Yikes.
Well, today is the day I am 47.
There was a time when that sounded so old. Now, not so much. I don't feel like I could be 47. The mirror says otherwise. Grey hair and wrinkles are creeping in. The hair - I don't care - and I'm actually attempting to let the years of dye grow out.
The wrinkles and aging skin I see in the mirror do bother me and I know there isn't much I can do about it. I once had perfect skin and was asked all the time if I had on make-up when I didn't. Now, not so much. While I haven't gained any weight in pounds, I have gained inches. I need to find my motivation and energy to hit the gym hard to at least try to get back to where I was a few years ago. Lately I have been so so tired, which is another story in itself. There's no tired like "no thyroid" tired.
I could also do without the random aches and pains that keep popping up.
Time isn't friendly to anyone....
Anyway, I baked myself a cake. I always do for no other reason than just because I can. I know what I like and how to make it! Triple layer white almond sour cream cake, from scratch lemon filling, and homemade almond buttercream icing. Yes, I know I have messy icing writing.

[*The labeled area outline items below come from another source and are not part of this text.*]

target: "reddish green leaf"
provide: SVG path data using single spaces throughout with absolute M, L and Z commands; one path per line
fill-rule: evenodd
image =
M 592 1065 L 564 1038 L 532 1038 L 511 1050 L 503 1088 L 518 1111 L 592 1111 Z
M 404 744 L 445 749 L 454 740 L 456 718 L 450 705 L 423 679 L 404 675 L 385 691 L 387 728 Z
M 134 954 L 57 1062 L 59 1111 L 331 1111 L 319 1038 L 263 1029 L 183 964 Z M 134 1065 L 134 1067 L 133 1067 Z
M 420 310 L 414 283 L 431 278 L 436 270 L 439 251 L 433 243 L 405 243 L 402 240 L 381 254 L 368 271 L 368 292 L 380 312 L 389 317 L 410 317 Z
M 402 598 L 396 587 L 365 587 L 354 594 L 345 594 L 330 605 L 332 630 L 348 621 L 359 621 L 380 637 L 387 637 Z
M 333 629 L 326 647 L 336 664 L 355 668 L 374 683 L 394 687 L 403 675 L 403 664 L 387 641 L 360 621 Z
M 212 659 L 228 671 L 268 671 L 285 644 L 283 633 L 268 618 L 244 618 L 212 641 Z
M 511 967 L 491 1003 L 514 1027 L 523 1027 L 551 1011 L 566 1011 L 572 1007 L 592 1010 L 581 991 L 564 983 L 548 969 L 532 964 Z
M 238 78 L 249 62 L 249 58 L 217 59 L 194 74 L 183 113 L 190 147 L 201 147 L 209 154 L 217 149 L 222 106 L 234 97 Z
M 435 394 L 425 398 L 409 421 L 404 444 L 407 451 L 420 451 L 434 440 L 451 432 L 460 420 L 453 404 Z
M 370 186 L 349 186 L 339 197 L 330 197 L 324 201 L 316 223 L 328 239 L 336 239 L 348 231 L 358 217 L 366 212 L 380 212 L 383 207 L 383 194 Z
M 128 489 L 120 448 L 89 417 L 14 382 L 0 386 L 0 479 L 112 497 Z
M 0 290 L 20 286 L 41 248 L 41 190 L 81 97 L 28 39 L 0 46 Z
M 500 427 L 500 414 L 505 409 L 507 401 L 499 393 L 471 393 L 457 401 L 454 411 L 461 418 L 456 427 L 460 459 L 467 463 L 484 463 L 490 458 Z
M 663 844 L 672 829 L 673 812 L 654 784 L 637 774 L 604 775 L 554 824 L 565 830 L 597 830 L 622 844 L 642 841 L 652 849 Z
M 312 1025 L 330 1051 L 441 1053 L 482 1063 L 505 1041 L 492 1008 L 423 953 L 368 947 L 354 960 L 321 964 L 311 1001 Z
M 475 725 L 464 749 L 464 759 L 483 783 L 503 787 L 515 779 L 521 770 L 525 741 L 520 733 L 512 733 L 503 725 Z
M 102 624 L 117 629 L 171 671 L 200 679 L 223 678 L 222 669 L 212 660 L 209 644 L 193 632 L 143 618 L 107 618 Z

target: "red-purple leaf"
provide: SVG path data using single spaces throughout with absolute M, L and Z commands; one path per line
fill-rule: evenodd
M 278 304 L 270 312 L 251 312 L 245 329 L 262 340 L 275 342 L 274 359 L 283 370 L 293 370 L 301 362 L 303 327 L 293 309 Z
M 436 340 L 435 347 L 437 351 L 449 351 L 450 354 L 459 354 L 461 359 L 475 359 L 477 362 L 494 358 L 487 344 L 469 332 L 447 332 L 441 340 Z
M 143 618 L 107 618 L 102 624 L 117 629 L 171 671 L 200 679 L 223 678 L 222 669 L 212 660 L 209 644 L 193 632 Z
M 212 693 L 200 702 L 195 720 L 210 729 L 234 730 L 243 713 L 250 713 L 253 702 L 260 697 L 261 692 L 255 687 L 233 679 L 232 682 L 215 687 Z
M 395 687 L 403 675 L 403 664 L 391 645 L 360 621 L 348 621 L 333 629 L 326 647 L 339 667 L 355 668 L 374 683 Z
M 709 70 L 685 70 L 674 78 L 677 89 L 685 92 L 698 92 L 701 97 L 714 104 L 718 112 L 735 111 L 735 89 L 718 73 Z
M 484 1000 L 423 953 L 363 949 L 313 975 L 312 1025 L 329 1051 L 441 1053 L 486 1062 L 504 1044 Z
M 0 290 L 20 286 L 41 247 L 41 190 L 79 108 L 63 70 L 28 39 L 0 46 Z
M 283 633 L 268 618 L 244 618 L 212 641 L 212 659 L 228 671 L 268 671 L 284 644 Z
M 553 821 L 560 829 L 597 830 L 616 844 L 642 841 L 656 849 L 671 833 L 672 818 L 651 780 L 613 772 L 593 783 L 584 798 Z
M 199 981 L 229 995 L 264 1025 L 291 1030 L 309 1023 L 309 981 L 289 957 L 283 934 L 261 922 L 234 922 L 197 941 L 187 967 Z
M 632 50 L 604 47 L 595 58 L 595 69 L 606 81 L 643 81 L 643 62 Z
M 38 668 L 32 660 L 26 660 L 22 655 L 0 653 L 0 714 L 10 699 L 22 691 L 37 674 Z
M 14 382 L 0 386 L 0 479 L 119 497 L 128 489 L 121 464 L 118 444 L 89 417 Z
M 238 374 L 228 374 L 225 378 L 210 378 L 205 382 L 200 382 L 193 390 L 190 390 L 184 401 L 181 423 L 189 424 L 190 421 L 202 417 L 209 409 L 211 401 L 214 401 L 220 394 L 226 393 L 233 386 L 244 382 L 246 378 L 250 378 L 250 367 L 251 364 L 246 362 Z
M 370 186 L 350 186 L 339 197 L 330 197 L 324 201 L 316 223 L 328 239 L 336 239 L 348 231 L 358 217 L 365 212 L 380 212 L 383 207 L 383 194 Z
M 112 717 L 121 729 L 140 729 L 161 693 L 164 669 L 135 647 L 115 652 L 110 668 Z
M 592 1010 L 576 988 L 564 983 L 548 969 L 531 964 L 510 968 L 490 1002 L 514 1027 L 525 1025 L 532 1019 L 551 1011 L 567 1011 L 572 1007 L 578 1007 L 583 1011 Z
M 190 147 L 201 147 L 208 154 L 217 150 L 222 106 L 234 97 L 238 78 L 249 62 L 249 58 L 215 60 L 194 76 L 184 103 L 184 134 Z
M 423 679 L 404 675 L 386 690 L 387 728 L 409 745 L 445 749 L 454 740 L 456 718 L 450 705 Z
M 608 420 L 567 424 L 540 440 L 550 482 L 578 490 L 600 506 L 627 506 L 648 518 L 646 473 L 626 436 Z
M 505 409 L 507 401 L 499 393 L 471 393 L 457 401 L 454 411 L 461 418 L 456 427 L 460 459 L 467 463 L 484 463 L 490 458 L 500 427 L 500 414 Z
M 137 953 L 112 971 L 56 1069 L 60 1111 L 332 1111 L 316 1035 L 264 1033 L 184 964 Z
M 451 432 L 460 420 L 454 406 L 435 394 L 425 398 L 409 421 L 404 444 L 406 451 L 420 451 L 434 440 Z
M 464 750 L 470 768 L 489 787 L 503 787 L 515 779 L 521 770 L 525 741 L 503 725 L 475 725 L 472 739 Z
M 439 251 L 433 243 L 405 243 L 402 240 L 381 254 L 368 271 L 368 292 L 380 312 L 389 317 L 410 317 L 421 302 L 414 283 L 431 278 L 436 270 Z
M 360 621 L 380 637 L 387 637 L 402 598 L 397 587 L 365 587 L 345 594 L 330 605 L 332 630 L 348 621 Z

No other real plans, except going out to dinner this evening. Where? I don't know yet. It's hard to figure out a place that makes everyone (as in the very picky kids) happy. I wanted to see a movie, but there isn't anything at the theater that I'm interested in. The piano bar I wanted to go to is closed for the holiday weekend which makes no sense to me. So it's looking like dinner somewhere and a night of Netflix at home. (??)